EM TEMPO: Senti-me muito à vontade para citar elogiosamente — no corpus do texto e sobretudo na nota acima — o livro do Prof. Olavo de Carvalho Maquiavel ou a Confusão Demoníaca. Ou melhor: eu só me sentiria confortável em mencioná-lo se fosse para abordar os seus aspectos positivos, dado o arranca-rabo que tivemos há cerca de um ano. Ademais, a morte súbita andou rondando a minha porta nos últimos meses, devido a problemas de saúde, e nestas horas acabamos por olhar tudo em perspectiva, o bem e o mal que fizemos. E então procuramos nos reconciliar com Deus e os homens: com Deus de forma absoluta, olhando para a nossa própria miséria e apelando à Sua misericórdia; com os homens na medida do possível, e tal medida se reflete entre outras coisas no apaziguamento do coração, com a graça de Deus, e numa visão de nossas próprias ações sob um prisma renovado.

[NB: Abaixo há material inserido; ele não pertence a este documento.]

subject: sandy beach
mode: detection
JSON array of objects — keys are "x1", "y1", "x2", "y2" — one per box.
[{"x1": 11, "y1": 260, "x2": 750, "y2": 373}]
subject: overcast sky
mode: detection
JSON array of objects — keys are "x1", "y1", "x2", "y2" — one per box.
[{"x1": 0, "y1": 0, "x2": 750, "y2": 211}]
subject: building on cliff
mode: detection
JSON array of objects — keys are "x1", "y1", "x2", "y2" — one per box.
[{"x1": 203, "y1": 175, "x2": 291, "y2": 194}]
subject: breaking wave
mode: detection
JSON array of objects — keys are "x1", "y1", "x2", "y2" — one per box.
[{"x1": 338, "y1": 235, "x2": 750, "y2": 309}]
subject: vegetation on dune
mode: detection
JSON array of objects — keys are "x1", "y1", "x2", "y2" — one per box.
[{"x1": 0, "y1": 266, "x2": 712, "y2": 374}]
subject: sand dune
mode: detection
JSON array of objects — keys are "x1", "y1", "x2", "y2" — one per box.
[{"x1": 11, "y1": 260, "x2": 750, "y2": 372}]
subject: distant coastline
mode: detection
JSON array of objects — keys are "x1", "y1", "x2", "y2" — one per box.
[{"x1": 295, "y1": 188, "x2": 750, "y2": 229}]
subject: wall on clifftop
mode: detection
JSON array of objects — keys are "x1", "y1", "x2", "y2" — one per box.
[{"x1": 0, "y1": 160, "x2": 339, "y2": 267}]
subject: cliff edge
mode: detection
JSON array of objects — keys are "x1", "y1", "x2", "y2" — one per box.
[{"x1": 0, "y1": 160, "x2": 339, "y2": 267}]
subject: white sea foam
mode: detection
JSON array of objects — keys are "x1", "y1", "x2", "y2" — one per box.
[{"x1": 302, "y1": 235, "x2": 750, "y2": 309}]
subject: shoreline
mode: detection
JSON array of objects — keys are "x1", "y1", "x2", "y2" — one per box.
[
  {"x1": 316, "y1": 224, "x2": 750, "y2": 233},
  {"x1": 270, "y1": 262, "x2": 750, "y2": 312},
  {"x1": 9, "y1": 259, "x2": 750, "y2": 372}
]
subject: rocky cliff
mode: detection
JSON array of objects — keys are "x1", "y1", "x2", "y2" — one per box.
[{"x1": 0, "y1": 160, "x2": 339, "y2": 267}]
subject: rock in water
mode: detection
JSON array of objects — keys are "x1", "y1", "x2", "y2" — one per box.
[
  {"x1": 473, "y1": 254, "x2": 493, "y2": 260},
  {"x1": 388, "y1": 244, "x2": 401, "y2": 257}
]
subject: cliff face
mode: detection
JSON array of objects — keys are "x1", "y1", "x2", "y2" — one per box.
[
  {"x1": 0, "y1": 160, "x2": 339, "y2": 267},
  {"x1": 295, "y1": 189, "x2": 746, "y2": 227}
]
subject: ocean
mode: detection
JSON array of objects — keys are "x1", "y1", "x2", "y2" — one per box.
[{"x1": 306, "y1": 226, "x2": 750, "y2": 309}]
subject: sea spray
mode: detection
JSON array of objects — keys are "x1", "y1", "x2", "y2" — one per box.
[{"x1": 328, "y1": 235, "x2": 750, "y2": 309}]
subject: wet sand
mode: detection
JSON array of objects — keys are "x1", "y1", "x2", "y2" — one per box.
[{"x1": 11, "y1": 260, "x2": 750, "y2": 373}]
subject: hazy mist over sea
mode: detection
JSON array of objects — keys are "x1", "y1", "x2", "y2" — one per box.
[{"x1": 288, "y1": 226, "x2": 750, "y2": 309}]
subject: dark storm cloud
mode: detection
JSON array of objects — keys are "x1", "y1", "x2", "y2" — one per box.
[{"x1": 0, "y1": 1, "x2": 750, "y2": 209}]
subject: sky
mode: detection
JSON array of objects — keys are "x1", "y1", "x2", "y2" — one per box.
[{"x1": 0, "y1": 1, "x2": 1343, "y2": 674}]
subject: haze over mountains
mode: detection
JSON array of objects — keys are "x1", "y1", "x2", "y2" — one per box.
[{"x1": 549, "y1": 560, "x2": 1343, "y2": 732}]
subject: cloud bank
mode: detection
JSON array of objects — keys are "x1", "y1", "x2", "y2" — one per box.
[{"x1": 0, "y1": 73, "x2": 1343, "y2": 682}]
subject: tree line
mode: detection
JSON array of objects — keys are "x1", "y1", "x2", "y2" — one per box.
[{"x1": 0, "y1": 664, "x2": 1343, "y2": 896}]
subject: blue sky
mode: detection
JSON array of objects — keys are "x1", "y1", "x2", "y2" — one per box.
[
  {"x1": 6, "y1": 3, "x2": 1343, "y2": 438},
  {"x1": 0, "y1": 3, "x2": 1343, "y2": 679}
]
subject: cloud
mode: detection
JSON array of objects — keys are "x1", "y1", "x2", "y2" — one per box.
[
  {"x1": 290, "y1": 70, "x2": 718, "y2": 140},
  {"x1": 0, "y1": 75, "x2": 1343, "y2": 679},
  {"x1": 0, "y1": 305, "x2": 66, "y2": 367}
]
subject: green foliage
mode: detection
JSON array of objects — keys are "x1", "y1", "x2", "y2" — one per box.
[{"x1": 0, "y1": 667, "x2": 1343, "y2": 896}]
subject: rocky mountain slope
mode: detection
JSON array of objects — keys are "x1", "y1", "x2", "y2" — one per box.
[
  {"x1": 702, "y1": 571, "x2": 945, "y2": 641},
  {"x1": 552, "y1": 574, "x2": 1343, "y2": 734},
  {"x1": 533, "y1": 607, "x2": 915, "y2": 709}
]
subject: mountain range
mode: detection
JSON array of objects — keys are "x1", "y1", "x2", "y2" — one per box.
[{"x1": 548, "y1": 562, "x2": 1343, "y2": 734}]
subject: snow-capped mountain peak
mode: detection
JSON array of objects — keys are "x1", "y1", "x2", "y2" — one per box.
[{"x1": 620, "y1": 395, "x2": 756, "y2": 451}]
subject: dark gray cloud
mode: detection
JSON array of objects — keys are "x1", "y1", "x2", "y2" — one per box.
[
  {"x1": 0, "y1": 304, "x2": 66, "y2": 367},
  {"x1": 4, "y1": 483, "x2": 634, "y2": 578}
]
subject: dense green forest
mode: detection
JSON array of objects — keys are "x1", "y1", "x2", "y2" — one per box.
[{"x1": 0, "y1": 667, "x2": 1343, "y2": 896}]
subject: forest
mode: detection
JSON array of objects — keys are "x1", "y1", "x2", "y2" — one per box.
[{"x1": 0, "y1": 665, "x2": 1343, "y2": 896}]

Tenho, sim, divergências de natureza teológica e política com o Prof. Olavo, mas elas não anulam o fato de que o seu pequeno livro — comprado por mim há uma semana e lido numa noite — é o que de mais interessante se escreveu sobre Maquiavel nos últimos tempos, pois, ao esboçar o horizonte de consciência do autor florentino, Olavo a fortiori acaba por expor as chagas de uma alma pervertida e atormentada, para a qual o cristianismo só poderia mesmo ser visto de forma torta, incompleta, deficiente.
Assim, ao escrever sobre Maquiavel (embora com distinto objetivo, qual seja: à luz da fé e fazendo uso de critérios teológicos, inseri-lo num descendente ponto de inflexão da história política através dos séculos, como se verá ao final desta série de textos), não me pareceu honesto deixar de mencionar o livro de Olavo de Carvalho, que possui reais achados e mostra, com clareza, alguns "Maquiavéis" distintos, subjacentes à doutrina dos infernos configurada tanto nos Discorsi como n'O Príncipe.